Uno dopo l'altro ieri leader di importanti forze politiche di maggioranza, da Enrico Letta a Luigi Di Maio a Silvio Berlusconi, hanno sottolineato esplicitamente la necessità che Draghi resti alla guida del governo e quindi a palazzo Chigi fino alla fine naturale della legislatura. Ovviamente ognuno di loro ha un suo interesse recondito nel dirlo, da chi vorrebbe allontanare il più possibile lo spettro delle urne a chi è ben contento di occupare in altro un avversario nella gara quirinalizia.

Ma sotto sotto è largamente diffusa in Parlamento l'idea che le due cose più importanti per cui super Mario è stato chiamato alla guida del governo siano tutt'altro che archiviate. La realizzazione del Pnrr che è fondamentale per ricevere la seconda rata dei preziosi fondi europei è tutt'altro che in fase avanzata, e molti capitoli sono ancora da scrivere e realizzare.

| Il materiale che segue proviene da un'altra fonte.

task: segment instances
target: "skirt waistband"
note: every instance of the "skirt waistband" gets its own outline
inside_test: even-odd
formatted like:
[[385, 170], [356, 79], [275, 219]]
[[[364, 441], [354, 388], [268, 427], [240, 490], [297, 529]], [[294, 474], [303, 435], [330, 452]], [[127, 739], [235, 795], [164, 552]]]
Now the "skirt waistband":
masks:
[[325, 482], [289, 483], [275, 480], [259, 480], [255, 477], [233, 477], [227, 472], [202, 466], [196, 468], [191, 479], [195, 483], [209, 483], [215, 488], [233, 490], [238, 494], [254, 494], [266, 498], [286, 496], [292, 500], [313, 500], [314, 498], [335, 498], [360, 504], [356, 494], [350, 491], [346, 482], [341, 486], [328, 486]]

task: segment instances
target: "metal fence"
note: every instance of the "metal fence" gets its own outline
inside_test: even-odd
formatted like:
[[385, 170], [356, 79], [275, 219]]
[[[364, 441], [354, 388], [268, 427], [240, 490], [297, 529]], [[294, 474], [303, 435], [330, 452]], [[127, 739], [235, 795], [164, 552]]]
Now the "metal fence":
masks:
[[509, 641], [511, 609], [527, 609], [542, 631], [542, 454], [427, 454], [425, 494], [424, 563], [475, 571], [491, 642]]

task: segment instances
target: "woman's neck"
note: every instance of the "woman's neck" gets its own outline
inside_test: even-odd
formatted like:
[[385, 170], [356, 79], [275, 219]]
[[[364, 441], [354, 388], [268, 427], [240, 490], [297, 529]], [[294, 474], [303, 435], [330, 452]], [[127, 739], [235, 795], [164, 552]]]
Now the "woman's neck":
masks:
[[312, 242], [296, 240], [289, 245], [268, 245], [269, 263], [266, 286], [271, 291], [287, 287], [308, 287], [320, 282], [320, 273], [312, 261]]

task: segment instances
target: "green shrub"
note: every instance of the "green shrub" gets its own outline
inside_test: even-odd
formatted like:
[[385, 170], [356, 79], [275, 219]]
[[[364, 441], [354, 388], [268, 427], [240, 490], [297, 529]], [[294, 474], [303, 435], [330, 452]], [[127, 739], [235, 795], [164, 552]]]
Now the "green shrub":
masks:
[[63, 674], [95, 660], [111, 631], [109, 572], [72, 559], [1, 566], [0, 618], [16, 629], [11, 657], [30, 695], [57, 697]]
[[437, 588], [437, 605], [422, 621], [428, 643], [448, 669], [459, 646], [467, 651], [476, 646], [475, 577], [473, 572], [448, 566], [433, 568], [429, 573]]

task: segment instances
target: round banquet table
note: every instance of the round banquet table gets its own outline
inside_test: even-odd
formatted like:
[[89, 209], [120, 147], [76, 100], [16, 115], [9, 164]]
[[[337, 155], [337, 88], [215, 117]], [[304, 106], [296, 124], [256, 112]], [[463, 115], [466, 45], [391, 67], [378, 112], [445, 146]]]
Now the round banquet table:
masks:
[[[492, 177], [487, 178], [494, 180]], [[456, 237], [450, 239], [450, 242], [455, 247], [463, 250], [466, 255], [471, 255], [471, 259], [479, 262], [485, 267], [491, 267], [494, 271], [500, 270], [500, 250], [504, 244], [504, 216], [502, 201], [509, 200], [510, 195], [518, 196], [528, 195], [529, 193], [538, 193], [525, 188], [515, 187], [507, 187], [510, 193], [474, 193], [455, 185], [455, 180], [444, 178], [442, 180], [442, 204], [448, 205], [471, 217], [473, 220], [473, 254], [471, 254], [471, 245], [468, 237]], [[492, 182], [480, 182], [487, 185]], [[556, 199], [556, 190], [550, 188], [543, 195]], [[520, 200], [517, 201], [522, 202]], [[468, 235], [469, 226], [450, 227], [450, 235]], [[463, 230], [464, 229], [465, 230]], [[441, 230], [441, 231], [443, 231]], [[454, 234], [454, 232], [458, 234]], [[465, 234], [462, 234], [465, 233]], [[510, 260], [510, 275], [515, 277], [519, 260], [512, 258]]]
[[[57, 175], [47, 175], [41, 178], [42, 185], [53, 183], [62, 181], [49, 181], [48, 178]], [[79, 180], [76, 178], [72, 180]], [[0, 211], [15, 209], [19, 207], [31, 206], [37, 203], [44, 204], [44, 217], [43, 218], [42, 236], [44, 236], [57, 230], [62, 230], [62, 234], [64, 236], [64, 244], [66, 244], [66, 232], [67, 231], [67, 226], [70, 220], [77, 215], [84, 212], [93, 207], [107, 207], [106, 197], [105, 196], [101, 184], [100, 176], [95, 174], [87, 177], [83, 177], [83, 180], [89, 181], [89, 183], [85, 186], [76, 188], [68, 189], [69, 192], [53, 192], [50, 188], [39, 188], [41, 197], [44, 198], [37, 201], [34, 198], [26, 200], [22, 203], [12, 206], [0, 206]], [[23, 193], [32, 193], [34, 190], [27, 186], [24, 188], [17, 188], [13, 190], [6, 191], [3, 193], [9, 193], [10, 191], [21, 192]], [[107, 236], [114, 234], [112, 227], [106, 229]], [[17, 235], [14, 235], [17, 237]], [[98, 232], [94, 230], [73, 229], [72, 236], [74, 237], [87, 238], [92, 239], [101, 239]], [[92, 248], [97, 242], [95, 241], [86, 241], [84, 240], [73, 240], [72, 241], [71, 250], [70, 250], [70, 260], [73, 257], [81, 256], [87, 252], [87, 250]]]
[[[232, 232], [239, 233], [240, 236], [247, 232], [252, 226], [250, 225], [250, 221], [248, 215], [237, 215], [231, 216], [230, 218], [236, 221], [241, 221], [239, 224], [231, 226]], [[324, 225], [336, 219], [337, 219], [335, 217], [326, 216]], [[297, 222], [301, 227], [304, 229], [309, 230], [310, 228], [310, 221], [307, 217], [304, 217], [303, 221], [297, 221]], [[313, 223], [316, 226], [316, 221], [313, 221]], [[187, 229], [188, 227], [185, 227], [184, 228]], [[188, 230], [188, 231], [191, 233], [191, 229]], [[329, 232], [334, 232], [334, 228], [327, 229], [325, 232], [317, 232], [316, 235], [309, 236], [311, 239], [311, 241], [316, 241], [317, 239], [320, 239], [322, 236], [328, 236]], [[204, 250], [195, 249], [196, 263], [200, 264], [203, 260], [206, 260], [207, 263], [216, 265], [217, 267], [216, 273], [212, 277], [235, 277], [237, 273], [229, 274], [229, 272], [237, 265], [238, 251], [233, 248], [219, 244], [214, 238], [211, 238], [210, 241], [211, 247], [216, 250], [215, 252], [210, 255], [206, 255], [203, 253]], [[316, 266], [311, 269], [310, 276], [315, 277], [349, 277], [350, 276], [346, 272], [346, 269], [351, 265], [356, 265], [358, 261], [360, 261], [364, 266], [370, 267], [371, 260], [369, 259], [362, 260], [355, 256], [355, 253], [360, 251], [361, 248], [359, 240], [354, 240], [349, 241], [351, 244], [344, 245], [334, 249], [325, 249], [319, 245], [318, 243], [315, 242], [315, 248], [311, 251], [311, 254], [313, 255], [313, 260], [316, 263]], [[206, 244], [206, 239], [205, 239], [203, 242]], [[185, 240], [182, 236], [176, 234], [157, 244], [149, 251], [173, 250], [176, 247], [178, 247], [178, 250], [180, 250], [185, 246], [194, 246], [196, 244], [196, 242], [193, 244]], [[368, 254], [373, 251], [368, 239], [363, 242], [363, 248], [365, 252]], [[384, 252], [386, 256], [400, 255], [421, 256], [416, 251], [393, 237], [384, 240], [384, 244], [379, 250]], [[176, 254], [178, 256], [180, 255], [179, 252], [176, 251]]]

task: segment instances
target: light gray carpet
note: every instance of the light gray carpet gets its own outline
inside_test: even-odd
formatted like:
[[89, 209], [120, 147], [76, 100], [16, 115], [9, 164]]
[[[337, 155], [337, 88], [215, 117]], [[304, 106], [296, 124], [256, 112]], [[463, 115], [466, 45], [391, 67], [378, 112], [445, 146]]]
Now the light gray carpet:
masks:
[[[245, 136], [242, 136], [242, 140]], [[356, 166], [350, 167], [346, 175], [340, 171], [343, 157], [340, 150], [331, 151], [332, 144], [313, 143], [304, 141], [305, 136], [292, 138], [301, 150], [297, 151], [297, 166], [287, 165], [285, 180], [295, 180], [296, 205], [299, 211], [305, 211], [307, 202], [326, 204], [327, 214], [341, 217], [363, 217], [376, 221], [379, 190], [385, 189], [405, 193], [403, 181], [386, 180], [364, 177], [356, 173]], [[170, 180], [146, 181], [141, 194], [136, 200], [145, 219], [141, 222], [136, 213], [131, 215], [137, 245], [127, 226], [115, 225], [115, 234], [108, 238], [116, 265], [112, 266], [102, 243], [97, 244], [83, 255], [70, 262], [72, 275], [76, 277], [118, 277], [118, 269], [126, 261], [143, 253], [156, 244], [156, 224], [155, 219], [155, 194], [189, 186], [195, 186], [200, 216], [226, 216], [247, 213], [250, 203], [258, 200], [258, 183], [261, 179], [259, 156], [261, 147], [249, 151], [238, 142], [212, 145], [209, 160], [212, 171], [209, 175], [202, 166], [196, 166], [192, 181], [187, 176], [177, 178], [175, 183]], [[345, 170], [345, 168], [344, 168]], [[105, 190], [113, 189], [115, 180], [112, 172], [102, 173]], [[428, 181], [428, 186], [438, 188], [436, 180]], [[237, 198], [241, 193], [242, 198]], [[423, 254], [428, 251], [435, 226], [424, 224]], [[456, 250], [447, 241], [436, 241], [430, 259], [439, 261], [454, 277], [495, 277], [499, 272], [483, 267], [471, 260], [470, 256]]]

Il piano vaccinazioni che indubbiamente la gestione del nuovo governo ha velocizzato ha superato al massimo la prima curva, perché quando si inizierà ad aprire le urne parlamentari per la successione di Mattarella saremo al massimo con la terza dose in corso di somministrazione, in piena guerra (perché il tema è assai meno condiviso) sulla vaccinazione dei bambini fra 5 e 11 anni e forse con orizzonti e strategie tutti da modificare se davvero la variante sudafricana avrà iniziato la sua corsa nei paesi europei e la barriera delle vaccinazioni compiute fin qui dovesse rivelarsi fragile.

Il mandato del governo un anno dopo resterebbe dunque lo stesso, e indubbiamente staccare la spina e rischiare di infilarsi in una campagna elettorale è l'esatto contrario di quel che vorrebbe la maggioranza assoluta degli attuali componenti del Parlamento. In questa condizione, soprattutto nel caso di problemi con la variante sudafricana, mentre a Draghi toccherebbe lavorare abbandonando altre aspirazioni, è assai probabile che riprenda massiccio il pressing sull'attuale inquilino del Quirinale perché accetti di restare al suo posto: diverrebbe una supplica, in mancanza di alternative immediate.

E' una strada che ritengo in salita, perché Mattarella è stato fin qui di una chiarezza che non lascia alternative, non solo negando la possibilità, ma facendo intendere nei suoi interventi come la sua rielezione sia in sé contraria allo spirito stesso della Costituzione (pur essendoci il precedente di Giorgio Napolitano). Il presidente in carica per giunta è siciliano, e per carattere poco incline a cambiare una decisione chiaramente presa.

Se la spinta a lasciare Draghi alla guida del governo è così ampia e Mattarella è pronto a trasferirsi nella nuova abitazione privata già opzionata a Roma, tutti i giochi per la presidenza della Repubblica sono dunque aperti. E al momento non si vedono all'orizzonte personalità in grado di superare gli schieramenti ottenendo fin dall'inizio sulla carta ampie maggioranze. Restano quindi i candidati di centrodestra e di centrosinistra che devono poi cercarsi in voti che mancano fra i presunti avversari nel segreto dell'urna. E non c'è dubbio che in questo caso Silvio Berlusconi abbia più chance di farcela di chiunque altro.